Another special moment I want to talk about is in episode 7, you get to pay tribute to Selena and sing "Dreaming of You." What did that mean to you?

That was so incredibly special. The fact that Selena's family gave permission for the song -- they don't do that very easily, they don't want her music be exploited so they're very cautious on who they let use it -- and that they let us use that song in particular was incredibly moving. Selena is such a huge part of Latin culture and Latin music. She's just iconic, and it just brought the whole thing together for me. That song was the perfect choice, and I never really get to sing on camera, so that was super exciting for me. Anytime we can remember Selena and remember her music and bring it back out here so that a new generation can really get more familiar with her, I'm here for it.

Obviously, Isabel will have her own reaction to her son coming out. But Jennifer Garner's "You get to exhale now" speech was the part of Love, Simon that made everyone cry. Are you itching to get a big speech like that?

The simple answer to that is yes, but we have to see Isabel's evolution. It's not going to happen right away. It's not going to be him saying, "I'm gay," and her just being like, "Oh, OK! Great! Never mind everything that I've been taught my entire life and believed in my entire life! That's fine!" What I'm actually really itching to do is to have the onscreen representation of that conversation a young Latin kid can have with his religious family, and how do we negotiate it? I do not envy the writers. [Laughs] They have to really negotiate how they're going to do it, because it's going to be interesting. So, to answer your question, yes. I can't wait to do something like that, but I know that it's going to be a long journey to get there, and I'm feeling really eager to act that journey.

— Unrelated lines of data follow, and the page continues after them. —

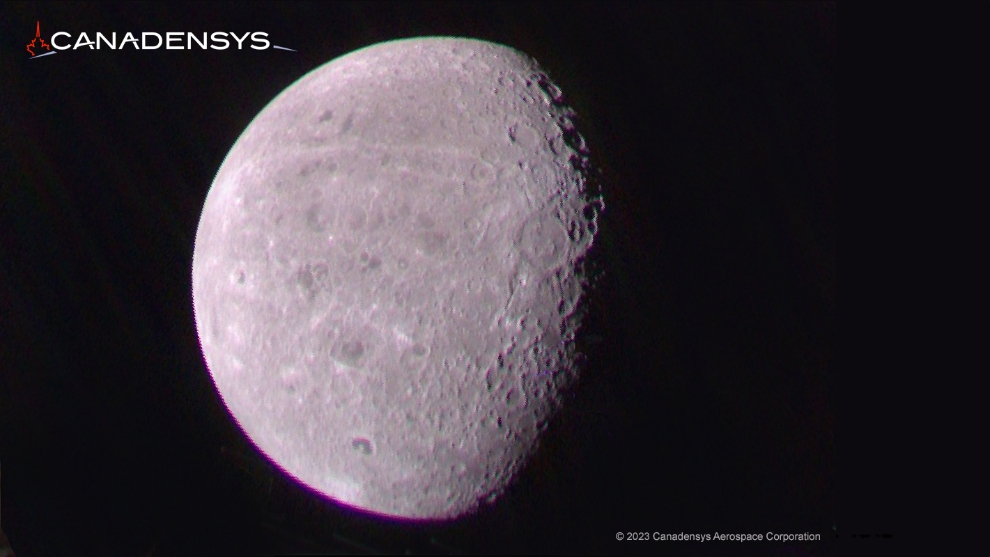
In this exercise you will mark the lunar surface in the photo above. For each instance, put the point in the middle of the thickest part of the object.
(387, 276)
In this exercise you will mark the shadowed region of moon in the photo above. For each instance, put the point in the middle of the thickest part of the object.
(388, 271)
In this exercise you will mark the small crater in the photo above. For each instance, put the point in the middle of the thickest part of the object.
(315, 220)
(433, 242)
(512, 398)
(304, 277)
(321, 271)
(352, 351)
(356, 219)
(482, 173)
(426, 221)
(370, 262)
(361, 445)
(348, 122)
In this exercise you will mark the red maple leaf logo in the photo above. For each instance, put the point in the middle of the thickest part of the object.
(37, 37)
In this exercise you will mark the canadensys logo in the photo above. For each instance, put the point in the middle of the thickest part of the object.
(150, 40)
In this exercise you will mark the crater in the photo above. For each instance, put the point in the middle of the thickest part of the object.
(425, 221)
(370, 262)
(361, 445)
(352, 351)
(316, 219)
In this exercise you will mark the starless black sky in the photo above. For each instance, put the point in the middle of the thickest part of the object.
(708, 407)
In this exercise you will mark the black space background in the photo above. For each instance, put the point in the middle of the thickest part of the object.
(709, 407)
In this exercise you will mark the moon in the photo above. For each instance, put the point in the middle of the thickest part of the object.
(387, 274)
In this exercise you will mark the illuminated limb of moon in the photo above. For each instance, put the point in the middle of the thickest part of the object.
(387, 270)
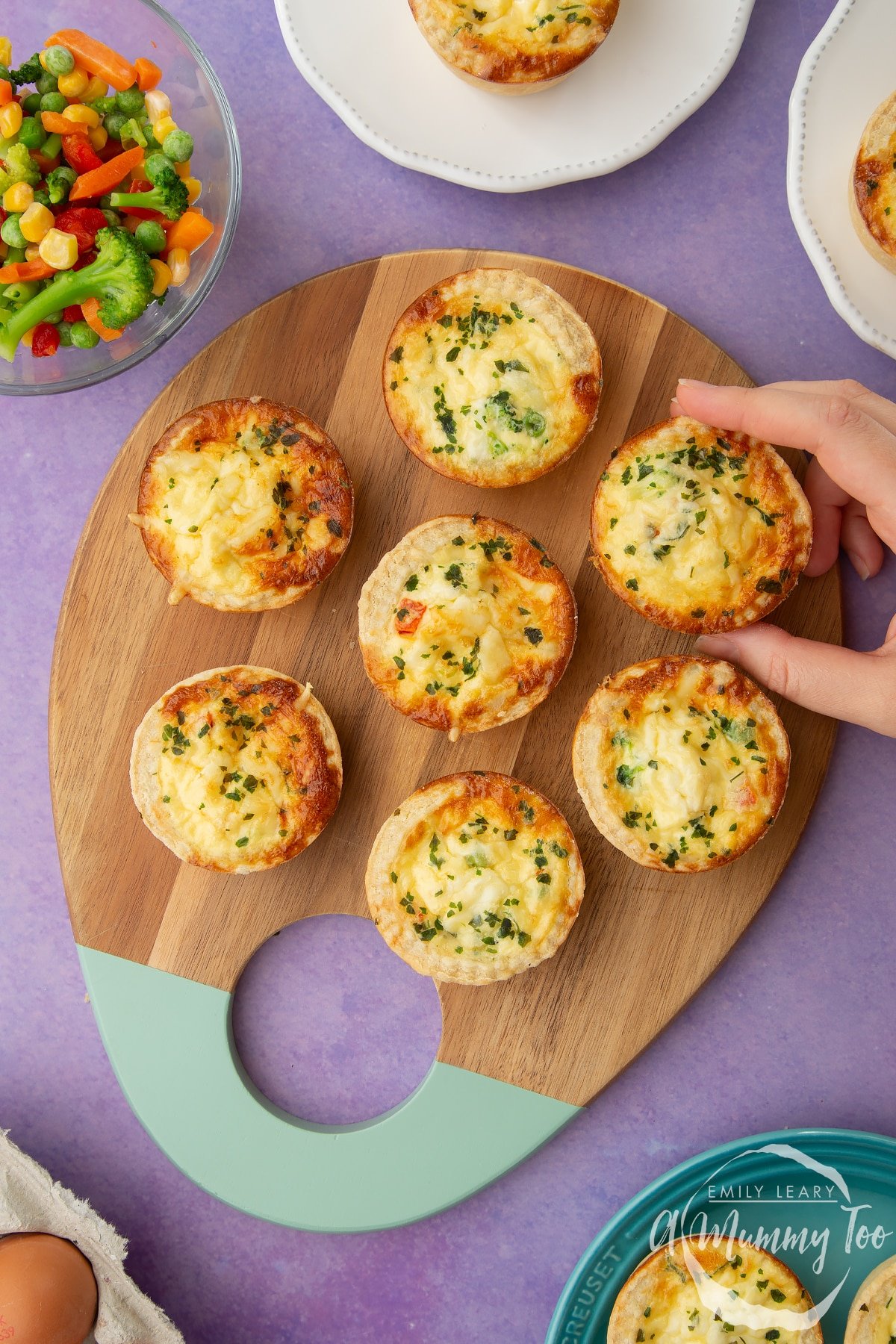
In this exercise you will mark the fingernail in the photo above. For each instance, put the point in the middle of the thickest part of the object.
(859, 564)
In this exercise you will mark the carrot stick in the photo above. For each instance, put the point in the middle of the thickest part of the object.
(101, 181)
(190, 231)
(96, 57)
(90, 308)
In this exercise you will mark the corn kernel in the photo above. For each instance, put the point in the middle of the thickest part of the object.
(161, 276)
(74, 84)
(60, 250)
(35, 222)
(80, 112)
(10, 120)
(158, 102)
(18, 198)
(179, 265)
(97, 87)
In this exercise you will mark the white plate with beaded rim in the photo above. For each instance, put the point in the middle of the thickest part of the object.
(375, 69)
(845, 74)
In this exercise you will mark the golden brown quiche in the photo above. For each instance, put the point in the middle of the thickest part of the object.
(872, 1317)
(699, 530)
(682, 762)
(514, 46)
(237, 769)
(467, 624)
(245, 504)
(712, 1295)
(872, 196)
(474, 878)
(492, 378)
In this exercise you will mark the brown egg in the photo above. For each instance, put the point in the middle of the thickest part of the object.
(47, 1290)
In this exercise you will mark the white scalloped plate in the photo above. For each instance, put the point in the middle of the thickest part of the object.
(374, 67)
(845, 74)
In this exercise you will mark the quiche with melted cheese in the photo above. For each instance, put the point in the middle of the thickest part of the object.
(712, 1295)
(245, 504)
(699, 530)
(467, 624)
(492, 378)
(872, 196)
(682, 762)
(514, 46)
(872, 1317)
(237, 769)
(474, 878)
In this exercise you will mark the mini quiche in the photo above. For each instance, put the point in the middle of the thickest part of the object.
(492, 378)
(699, 530)
(245, 504)
(467, 624)
(682, 762)
(712, 1295)
(237, 769)
(872, 196)
(514, 46)
(474, 878)
(872, 1317)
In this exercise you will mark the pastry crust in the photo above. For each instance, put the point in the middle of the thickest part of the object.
(514, 46)
(492, 378)
(872, 1317)
(467, 624)
(699, 530)
(237, 769)
(682, 762)
(245, 504)
(746, 1295)
(872, 190)
(474, 878)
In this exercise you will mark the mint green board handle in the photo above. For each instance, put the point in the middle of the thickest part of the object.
(171, 1046)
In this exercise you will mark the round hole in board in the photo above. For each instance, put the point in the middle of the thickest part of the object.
(331, 1026)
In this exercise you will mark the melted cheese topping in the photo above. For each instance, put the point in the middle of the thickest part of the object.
(467, 624)
(687, 774)
(481, 878)
(675, 1310)
(484, 382)
(262, 508)
(687, 523)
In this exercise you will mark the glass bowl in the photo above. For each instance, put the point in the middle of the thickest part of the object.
(141, 27)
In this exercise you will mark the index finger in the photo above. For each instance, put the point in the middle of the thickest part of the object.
(853, 448)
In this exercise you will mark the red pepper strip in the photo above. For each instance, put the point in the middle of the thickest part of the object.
(46, 340)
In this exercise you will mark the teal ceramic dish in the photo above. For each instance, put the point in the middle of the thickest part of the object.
(832, 1189)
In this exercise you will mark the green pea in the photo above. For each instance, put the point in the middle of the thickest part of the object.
(58, 60)
(31, 134)
(131, 101)
(11, 233)
(178, 146)
(113, 122)
(151, 235)
(84, 336)
(53, 101)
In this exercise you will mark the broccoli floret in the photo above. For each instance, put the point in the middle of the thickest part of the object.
(60, 183)
(27, 73)
(167, 195)
(121, 279)
(19, 167)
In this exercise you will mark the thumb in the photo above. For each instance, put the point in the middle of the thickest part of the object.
(841, 683)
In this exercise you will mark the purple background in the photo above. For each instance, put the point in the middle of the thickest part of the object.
(797, 1028)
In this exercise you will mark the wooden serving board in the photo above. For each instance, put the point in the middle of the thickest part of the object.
(645, 941)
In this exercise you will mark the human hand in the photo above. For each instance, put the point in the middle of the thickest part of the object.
(850, 485)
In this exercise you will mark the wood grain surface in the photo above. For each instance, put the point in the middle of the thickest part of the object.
(645, 941)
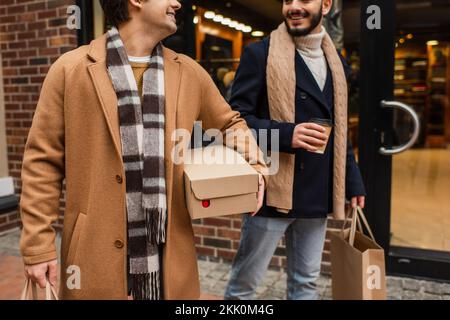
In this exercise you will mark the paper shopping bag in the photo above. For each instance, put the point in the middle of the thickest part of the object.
(31, 290)
(357, 263)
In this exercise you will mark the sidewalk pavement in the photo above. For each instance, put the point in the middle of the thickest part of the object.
(214, 277)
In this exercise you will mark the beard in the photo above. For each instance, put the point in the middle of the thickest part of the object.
(300, 32)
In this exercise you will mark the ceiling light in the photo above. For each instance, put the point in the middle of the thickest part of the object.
(240, 26)
(258, 34)
(218, 18)
(209, 15)
(233, 24)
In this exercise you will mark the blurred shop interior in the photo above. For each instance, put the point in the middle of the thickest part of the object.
(215, 32)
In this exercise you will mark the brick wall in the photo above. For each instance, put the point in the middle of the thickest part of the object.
(218, 238)
(33, 35)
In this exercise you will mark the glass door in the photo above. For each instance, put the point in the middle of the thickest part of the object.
(405, 133)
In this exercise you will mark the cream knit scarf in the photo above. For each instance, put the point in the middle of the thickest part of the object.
(281, 84)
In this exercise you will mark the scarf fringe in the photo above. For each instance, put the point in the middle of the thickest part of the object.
(155, 220)
(146, 286)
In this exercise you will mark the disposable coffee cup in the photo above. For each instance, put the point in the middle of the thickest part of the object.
(328, 125)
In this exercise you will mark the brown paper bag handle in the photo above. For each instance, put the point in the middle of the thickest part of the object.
(357, 216)
(50, 292)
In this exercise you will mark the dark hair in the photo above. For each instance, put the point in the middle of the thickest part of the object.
(116, 11)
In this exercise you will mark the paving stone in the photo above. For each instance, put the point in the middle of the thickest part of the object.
(214, 277)
(427, 296)
(433, 287)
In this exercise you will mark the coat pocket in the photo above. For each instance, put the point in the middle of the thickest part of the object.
(79, 225)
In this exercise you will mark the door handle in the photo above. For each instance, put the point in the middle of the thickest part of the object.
(416, 121)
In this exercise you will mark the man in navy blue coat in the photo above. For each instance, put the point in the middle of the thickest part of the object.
(305, 225)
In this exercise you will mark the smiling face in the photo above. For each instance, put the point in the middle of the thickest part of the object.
(160, 15)
(303, 17)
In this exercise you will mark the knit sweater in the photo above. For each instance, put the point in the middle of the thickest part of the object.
(310, 48)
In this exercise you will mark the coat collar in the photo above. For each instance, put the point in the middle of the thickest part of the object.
(97, 50)
(108, 98)
(306, 82)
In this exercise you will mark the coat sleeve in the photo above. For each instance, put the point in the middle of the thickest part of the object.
(354, 184)
(248, 86)
(43, 172)
(216, 113)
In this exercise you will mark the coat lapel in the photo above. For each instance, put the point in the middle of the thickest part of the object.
(108, 100)
(306, 82)
(104, 89)
(172, 75)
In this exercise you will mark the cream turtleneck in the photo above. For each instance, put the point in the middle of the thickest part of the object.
(310, 48)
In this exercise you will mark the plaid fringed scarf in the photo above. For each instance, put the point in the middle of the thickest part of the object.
(142, 137)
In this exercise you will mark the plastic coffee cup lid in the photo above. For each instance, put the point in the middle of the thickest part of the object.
(325, 122)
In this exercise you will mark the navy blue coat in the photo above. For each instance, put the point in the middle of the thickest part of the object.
(313, 177)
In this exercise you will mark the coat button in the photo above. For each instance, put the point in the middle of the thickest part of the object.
(118, 244)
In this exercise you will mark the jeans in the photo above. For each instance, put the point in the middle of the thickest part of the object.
(259, 238)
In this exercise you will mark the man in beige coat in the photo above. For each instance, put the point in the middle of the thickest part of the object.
(76, 137)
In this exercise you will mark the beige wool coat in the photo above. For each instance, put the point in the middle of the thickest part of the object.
(75, 136)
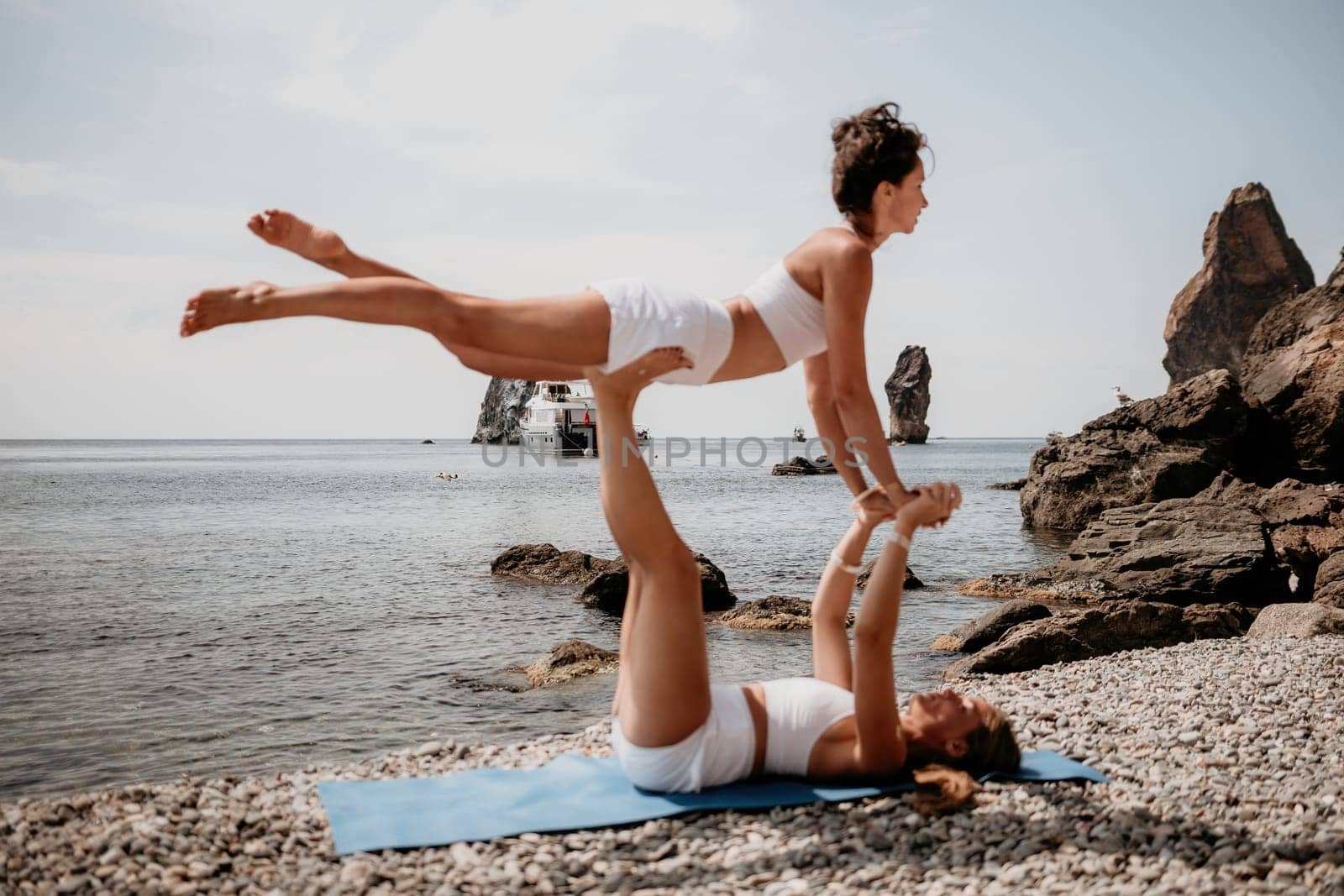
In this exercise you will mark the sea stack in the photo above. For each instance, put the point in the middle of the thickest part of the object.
(501, 411)
(1250, 265)
(907, 394)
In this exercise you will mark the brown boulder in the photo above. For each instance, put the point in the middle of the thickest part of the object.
(1162, 448)
(1297, 621)
(1250, 265)
(546, 564)
(1180, 551)
(1072, 634)
(608, 590)
(501, 411)
(800, 465)
(773, 613)
(570, 660)
(991, 626)
(907, 396)
(1330, 582)
(1294, 369)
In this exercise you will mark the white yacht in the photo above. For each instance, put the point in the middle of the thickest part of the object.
(561, 418)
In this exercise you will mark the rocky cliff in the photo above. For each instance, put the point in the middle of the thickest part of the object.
(1250, 265)
(907, 394)
(501, 411)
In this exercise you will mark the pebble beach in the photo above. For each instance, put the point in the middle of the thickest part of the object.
(1226, 762)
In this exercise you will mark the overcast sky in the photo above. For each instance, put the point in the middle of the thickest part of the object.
(528, 148)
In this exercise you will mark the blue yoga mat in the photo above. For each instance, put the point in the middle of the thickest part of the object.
(570, 793)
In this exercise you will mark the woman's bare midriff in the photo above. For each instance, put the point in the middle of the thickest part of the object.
(754, 351)
(832, 757)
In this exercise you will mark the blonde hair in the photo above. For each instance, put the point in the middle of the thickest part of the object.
(952, 785)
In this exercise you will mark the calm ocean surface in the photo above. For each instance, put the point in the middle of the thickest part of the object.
(246, 607)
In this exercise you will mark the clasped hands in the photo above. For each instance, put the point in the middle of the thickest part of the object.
(924, 506)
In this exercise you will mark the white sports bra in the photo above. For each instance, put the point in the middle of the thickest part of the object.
(797, 712)
(793, 316)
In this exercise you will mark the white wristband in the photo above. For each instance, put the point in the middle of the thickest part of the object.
(839, 560)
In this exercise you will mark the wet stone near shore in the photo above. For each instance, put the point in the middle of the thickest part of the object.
(1225, 758)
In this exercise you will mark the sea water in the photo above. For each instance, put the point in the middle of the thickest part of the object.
(246, 607)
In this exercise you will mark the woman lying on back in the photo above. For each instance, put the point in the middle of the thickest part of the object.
(678, 731)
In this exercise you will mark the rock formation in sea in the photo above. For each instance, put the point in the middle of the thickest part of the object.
(1250, 265)
(1257, 360)
(501, 411)
(548, 564)
(800, 465)
(1162, 448)
(608, 590)
(605, 582)
(570, 660)
(774, 613)
(907, 396)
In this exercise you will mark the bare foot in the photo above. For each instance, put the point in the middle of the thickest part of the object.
(289, 231)
(228, 305)
(625, 383)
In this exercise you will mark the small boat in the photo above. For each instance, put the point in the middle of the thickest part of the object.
(561, 418)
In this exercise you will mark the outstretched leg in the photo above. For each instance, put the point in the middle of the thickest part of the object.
(326, 248)
(664, 688)
(568, 329)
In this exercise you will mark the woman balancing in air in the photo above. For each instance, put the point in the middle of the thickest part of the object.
(808, 307)
(678, 731)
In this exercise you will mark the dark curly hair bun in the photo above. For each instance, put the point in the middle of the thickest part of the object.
(871, 147)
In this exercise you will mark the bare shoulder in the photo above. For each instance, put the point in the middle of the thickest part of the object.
(830, 254)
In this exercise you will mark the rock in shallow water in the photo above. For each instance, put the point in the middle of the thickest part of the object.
(774, 613)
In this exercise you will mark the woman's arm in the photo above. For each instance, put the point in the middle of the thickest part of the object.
(353, 265)
(882, 745)
(831, 658)
(848, 284)
(822, 402)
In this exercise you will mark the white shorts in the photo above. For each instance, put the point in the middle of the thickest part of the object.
(718, 752)
(648, 316)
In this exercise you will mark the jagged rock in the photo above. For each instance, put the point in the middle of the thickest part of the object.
(501, 411)
(548, 564)
(1072, 634)
(570, 660)
(799, 465)
(990, 627)
(1297, 621)
(1250, 264)
(907, 396)
(1180, 551)
(1162, 448)
(1330, 582)
(1294, 371)
(909, 584)
(774, 613)
(1305, 523)
(1216, 620)
(609, 589)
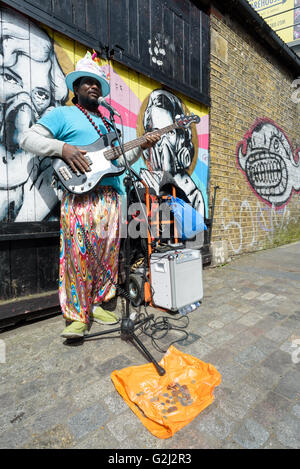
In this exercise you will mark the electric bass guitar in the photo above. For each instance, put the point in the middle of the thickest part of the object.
(100, 155)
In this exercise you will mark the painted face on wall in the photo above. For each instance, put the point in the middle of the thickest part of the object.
(266, 158)
(31, 81)
(175, 151)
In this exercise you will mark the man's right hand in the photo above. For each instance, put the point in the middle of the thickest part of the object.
(75, 158)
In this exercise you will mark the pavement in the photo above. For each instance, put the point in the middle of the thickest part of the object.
(56, 395)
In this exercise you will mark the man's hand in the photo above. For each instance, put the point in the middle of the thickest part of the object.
(75, 158)
(151, 140)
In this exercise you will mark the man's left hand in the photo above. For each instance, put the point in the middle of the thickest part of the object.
(151, 140)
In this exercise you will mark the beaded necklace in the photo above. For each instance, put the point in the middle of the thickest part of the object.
(92, 122)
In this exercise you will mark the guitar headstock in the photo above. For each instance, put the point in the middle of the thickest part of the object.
(186, 120)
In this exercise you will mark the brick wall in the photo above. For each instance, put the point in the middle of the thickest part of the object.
(258, 202)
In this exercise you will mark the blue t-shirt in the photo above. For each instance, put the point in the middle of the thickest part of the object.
(70, 125)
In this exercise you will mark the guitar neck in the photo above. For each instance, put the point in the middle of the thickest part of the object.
(116, 151)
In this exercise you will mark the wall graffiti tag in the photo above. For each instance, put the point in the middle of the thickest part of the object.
(263, 220)
(271, 167)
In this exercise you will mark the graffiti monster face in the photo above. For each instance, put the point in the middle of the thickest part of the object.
(266, 158)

Is there anything else you're personally excited to explore moving forward?

I mean, there's just so much! I have no idea where I'm going to be with my marriage in the show. Do we work it out? Do I start dating? Does he start dating? I'm a very jealous person, so I'm already very, very possessive of James, the actor who plays my husband. We've become very close, and I'm, like, pissed. I'm like, "Wait a minute. You're going to be dating?!" [Laughs] So I think just the fact that they're going to have to deal with going through a separation, dealing with their son coming out, their daughter is a morose teenager and then there's this little happy fellow, their youngest son, who you don't want to get lost in it all.

The actor, Mateo Fernandez, who plays your youngest son is such a hoot. I love him.

Isn't he just munchable? I adore him. I can't. You can't even believe it, he's such an old soul. He'll just be on set, like, reading a newspaper. He's so brilliant and he's kind and he just has adult conversations. He's like a little grown-up, a little tiny little grown-up. He's more mature than any of us. But there's so much there to mine, and I just pray that we get the chance to do it.

Love, Victor is now streaming on Hulu.